Al Qaeda in the Islamic Maghreb has claimed responsibility for a recent rocket-propelled grenade attack on an Algerian gas plant operated by Norway’s Statoil, UK’s BP, and state-run gas company Sonatrach, The Wall Street Journal reported. Al Qaeda’s Algeria-based franchise said the attack was part of its “war on the Crusader interests everywhere”.
The attack at the Krechba gas plant – an extension of the In Salah gas field, about 1,200 km south of the capital, Algiers – caused no casualties and no damage, but forced the facility to be closed as a precaution. Nonetheless, state energy company Sonatrach said that Algeria’s gas production had not been affected, informed Reuters.
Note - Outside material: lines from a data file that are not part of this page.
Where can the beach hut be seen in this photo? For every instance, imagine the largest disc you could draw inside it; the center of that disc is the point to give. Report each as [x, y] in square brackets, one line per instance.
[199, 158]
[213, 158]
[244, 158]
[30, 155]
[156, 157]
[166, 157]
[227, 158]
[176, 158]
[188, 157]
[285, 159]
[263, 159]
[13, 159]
Algeria’s oil and gas infrastructure is heavily protected by the army especially since the 2013 Islamist militant attack on the In Amenas gas plant, also operated by BP and Statoil, during which 40 oil workers were killed.
Algeria, which holds the world’s third-largest reserves of shale gas, is betting on the technology to revive its stagnating energy sector and has held talks to get assistance from Italy’s Eni and US’s Exxon Mobil.
Nevertheless, the plans have triggered protests in Algeria’s Sahara, where locals fear environmental damage and the exhaustion of water reserves. Al Qaeda now appears intent on tapping this popular resentment and is threatening more operations against Western companies.